On domestic refining, the organisation noted that the commencement of petroleum refining at the Dangote Refinery is expected to reduce fuel imports and ease the burden of petroleum subsidies.
However, it added that the steady supply of crude oil feedstock from the Nigerian National Petroleum Company (NNPC) Limited to the Dangote Refinery would be crucial in determining the refinery’s impact on the economy in 2025.
Nigeria spent N9.176 trillion on the importation of the Premium Motor Spirit (PMS), also known as petrol, in nine months, from January to September 2024, rising by 60.87 percent, compared with N5.704 trillion worth of the commodity imported in the same period in 2023.
Focusing on gas production and LNG exports, the SEE projected that Nigeria’s gas sector will grow during the first quarter, driven by the government’s “Decade of Gas” initiative and the country’s ambitions to increase its gas reserves to 210 trillion cubic feet, Tcf, in 2025 and 220 Tcf by 2030.
“Gas production and supply will also increase in response to the Federal Government initiative on gas for automobiles and the need to meet the current shortfalls being experienced by power generating stations and industries,” it also projected.
According to the SEE, gas export through the Nigeria LNG Limited will be steady during the first quarter.
In the area of power generation and transmission, the Society of Energy Editors, said efforts to expand power generation and improve transmission infrastructure will continue, with a focus on increasing the share of renewable energy sources in the energy mix.
It maintained that power transmission and distribution infrastructure remained very weak with the national grid recording 12 incidents of collapse in 2024. Adding that 2025 would witness a repeat owing to poor mitigation measures aimed at tackling inherent weaknesses.
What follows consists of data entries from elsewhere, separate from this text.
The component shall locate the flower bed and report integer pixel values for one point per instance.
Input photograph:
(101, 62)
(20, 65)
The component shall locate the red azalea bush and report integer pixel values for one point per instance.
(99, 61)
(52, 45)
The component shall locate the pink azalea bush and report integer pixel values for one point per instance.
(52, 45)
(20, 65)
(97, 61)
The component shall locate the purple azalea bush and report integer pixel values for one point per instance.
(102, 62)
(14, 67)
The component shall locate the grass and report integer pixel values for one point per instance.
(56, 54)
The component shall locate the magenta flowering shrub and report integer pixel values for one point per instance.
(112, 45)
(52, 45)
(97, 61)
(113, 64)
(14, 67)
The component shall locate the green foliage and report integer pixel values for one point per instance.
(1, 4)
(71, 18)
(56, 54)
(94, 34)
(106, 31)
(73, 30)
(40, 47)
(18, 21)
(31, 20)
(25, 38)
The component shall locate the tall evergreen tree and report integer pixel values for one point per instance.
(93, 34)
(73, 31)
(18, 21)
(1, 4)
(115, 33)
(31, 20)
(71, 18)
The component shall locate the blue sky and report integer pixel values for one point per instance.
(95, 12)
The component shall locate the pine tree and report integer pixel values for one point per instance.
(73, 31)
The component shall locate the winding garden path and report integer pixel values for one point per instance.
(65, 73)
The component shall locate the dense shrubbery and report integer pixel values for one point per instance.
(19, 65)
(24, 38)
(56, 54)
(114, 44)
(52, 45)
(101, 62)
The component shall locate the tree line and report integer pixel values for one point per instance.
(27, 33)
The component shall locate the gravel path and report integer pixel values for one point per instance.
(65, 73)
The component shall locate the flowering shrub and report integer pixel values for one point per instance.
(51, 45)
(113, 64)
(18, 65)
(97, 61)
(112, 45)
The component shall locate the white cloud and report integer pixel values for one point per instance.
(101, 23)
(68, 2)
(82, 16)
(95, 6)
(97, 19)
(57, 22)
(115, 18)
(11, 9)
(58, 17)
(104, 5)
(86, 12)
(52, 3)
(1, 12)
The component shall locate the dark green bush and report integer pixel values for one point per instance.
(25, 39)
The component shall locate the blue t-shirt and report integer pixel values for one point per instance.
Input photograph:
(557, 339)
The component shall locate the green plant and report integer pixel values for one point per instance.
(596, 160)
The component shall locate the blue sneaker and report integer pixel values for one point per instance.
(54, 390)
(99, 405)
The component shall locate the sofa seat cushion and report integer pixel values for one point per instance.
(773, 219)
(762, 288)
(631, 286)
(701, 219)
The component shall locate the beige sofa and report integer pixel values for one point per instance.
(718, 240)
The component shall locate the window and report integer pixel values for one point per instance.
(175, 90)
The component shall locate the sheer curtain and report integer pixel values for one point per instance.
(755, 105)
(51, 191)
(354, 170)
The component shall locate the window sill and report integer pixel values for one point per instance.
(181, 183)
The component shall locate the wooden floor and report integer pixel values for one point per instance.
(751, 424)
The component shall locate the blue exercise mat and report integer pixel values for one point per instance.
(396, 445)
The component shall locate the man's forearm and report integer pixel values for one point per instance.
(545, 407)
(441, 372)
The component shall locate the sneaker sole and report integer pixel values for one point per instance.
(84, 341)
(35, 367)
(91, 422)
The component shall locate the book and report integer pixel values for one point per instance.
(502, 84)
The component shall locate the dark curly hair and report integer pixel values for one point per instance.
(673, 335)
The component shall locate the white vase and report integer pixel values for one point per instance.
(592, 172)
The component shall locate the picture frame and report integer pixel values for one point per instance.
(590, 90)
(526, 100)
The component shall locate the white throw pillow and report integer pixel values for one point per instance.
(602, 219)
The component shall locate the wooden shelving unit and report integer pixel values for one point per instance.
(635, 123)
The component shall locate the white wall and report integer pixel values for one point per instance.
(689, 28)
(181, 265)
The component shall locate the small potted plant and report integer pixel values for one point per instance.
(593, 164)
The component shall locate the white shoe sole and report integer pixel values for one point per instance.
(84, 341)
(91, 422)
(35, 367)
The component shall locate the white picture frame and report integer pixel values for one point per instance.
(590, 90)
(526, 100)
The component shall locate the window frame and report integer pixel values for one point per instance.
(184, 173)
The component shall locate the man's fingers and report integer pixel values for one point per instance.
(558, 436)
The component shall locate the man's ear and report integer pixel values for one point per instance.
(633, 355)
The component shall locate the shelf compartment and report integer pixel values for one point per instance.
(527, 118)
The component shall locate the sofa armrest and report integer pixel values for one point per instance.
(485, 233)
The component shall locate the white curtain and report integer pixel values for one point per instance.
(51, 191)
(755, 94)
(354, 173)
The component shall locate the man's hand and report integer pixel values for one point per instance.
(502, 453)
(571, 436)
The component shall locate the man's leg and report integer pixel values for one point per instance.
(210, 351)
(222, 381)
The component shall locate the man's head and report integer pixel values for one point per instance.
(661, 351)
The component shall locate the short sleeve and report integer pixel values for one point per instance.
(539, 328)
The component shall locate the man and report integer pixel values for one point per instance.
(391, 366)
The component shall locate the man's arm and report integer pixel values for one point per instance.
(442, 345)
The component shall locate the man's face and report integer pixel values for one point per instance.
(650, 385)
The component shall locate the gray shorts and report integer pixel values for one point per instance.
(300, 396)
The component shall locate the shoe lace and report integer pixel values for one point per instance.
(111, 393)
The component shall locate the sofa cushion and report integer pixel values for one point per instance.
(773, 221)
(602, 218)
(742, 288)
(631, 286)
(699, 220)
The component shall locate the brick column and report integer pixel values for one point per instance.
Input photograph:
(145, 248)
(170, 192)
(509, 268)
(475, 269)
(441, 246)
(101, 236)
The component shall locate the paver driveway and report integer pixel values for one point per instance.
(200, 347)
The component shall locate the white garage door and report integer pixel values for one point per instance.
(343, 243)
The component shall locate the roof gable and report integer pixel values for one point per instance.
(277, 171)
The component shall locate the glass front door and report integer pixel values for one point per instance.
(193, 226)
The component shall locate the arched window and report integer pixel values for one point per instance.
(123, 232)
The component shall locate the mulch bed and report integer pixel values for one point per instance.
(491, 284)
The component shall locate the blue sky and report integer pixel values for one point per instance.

On labour relations, the society stated that the government would need to address labour concerns in the downstream and upstream petroleum sectors, as well as in the electricity sector, to maintain stability and avoid disruptions.
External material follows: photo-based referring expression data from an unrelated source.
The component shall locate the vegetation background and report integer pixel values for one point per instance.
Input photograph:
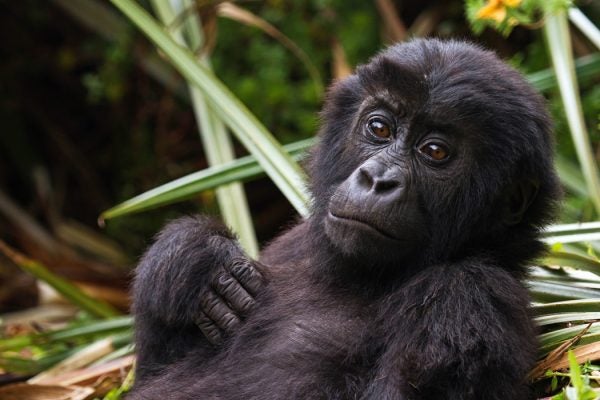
(92, 115)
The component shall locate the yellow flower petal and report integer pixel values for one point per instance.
(492, 10)
(511, 3)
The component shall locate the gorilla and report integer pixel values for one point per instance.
(431, 180)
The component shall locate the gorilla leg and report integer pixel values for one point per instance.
(193, 287)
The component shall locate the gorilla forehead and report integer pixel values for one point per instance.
(460, 84)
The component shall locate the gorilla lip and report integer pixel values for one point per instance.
(362, 223)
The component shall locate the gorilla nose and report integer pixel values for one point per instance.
(378, 179)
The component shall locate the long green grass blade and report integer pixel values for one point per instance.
(215, 138)
(69, 291)
(585, 67)
(586, 26)
(243, 169)
(558, 39)
(281, 168)
(573, 260)
(571, 306)
(545, 292)
(562, 318)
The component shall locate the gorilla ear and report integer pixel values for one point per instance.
(518, 199)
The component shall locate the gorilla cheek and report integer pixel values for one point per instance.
(364, 222)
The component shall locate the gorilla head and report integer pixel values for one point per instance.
(430, 149)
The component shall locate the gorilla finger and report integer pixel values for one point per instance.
(248, 275)
(232, 291)
(217, 310)
(209, 329)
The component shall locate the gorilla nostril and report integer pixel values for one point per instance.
(364, 178)
(385, 185)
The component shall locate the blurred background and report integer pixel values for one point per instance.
(93, 115)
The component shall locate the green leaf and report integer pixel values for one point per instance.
(558, 40)
(69, 291)
(216, 140)
(281, 168)
(187, 187)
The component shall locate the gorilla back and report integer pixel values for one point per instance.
(431, 180)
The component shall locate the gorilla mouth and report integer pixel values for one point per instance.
(361, 223)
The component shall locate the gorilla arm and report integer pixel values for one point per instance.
(459, 331)
(193, 287)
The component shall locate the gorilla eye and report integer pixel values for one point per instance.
(435, 151)
(379, 127)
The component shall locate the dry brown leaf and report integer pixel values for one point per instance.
(78, 360)
(588, 352)
(22, 391)
(540, 369)
(113, 371)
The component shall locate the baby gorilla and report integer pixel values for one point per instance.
(431, 180)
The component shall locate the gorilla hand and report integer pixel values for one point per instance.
(229, 298)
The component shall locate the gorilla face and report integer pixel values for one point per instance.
(431, 153)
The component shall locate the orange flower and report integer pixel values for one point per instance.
(496, 9)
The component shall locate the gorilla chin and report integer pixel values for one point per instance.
(354, 236)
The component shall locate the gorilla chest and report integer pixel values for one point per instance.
(329, 339)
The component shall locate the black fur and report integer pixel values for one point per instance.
(417, 293)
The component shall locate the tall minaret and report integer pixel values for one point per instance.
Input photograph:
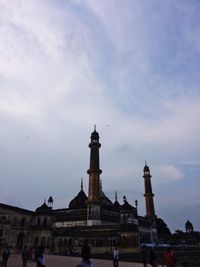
(150, 212)
(93, 205)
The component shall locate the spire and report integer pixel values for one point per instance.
(94, 188)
Listing challenges and opportunities, it noted that the government’s expectations for reducing inflation and improving the exchange rate may be challenging to achieve, given the current market realities.
It asserted that the development of the Niger Delta region, through the activities of the Niger Delta Development Commission, would be crucial in addressing the root causes of insecurity and instability in the region.
“The solid minerals sector offers significant opportunities for revenue growth and job creation, but the government will need to address the challenges of artisanal mining and ensure that the sector is developed in a sustainable and responsible manner.
“Overall, the first quarter of 2025 will be critical in setting the tone for Nigeria’s energy sector in the year ahead. The government’s policies and initiatives will need to be carefully implemented to address the challenges facing the sector and to unlock its full potential,” the report stated.